I don’t even know where to start tonight. But I’m exhausted. Not just physically, but deep in my chest, in the part of me that feels everything too hard, I am drained from believing people when they promise things will be different. I keep giving chance after chance to the same people who prove over and over they will never change. This weight presses on me every day. It’s heavy. It’s suffocating. It makes it hard to trust again. And yet, I keep going because I have to. I need to remind myself that this is the weight of disappointment, and it’s real.
It hurts more than I can even put into words because I don’t play games. When I care, I care. When I love, I love hard. When I give, I give everything. And when people take advantage of that, it feels like a piece of me has been ripped away and thrown aside. It’s not just what it does to me. It’s the way it echoes through my life, the way it touches my girls, the way it makes me question if trusting anyone is even worth it. Watching them get hurt by promises that weren’t kept, knowing I can’t always shield them, it crushes me. It makes my chest tighten and my stomach ache. This is not a small thing. It’s a weight you carry inside that follows you even when you try to breathe.
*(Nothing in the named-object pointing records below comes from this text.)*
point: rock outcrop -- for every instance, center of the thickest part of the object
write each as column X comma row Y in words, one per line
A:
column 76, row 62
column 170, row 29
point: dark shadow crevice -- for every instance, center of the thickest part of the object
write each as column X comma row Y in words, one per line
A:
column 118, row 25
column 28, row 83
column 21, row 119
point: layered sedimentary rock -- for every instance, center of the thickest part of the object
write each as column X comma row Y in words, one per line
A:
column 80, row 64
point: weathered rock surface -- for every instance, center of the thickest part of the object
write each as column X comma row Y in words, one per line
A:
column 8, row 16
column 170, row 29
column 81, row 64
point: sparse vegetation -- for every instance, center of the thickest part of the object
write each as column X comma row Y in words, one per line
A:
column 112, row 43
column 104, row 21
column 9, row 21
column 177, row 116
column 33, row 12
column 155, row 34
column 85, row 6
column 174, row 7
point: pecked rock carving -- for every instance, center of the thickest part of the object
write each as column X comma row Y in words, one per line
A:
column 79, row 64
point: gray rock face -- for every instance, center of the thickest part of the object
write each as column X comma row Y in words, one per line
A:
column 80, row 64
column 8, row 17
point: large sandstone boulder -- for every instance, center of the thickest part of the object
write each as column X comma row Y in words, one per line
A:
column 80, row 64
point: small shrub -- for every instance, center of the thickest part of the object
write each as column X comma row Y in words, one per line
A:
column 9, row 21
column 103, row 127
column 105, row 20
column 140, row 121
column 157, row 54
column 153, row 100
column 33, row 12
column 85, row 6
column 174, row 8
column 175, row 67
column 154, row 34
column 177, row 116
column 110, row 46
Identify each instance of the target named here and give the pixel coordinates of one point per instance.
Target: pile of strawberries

I’m not perfect. I have hurt people, and I admit that freely, even if it wasn’t intentional. I don’t play with people’s emotions because I believe in karma. Good karma, bad karma. You get back what you put out into the world. Even as a mother, I’m not perfect. I have let my daughters down and I will let them down again. I have to remind myself of that, but I am learning every day. I will keep making mistakes, but I am trying. I am trying hard to be better for myself and for my girls. I am still teaching them. I am still learning how to show them love, integrity, and strength even when disappointment is crushing. The hardest part is watching them feel that same hurt, seeing their little hearts break when promises are broken, knowing I cannot always protect them from it.
I’ve reached a point where I know people can’t always be trusted. They lie. They break promises. They say what sounds good in the moment. But God? He never does that. He never plays with your heart or dangles hope just to take it away. Even as I write this, I have to remind myself of that truth.
It’s not enough to just pray or show up at church and think that automatically makes you right or good. Some people are so good at performing faith, at showing everyone how spiritual they are, that they use it as an excuse to avoid real growth. To avoid admitting when they are wrong. To avoid taking responsibility for the way they hurt others. I have to pause and ask myself: Am I guilty of ever doing something like that? Even in my own small ways, maybe I have. I don’t claim to have it all figured out. But there comes a point when you have to realize the world isn’t built to excuse manipulation or selfishness forever.
I take the time to reflect. I own my mistakes. I am honest with myself. Too many people live in defense, convinced the world is out to get them, never looking at themselves. Some people use their past as a shield for how they act now. That might explain behavior, but it doesn’t excuse it forever. There comes a point when you have to stop letting the past define how you treat people today. If you want real relationships, a good life, and real things that last, you have to let go, take responsibility, and put your faith in God. Otherwise, all you will do is end up stuck, alone, and lost.
We cannot be immature and reactive. Hurting someone back because we were hurt does not fix anything. Growth comes from honesty, accountability, and the courage to face your own flaws. Real change starts with reflection and the willingness to admit when you are wrong. I’m reminding myself of this as much as I hope it reminds anyone reading this.
Even in all this hurt, I’m showing my girls what real strength looks like. Not the kind that ignores pain, but the kind that faces it, feels it, and keeps going with faith. I want them to see that disappointment does not define us. How we respond does. Love and loyalty are still worth giving, but wisdom has to guide us. God sees everything. He knows when people have tried to take advantage, when hearts have been tested, and when promises have been broken. One day all of that will be made right, and I can keep trusting Him to work in His timing.
I am still healing. I am still tired. I am still a work in progress. I am not perfect, but I am learning. I am loving smarter. I am teaching my girls that we rise no matter what. I hear myself as I write this. I remind myself of these truths as much as I hope they resonate with anyone reading.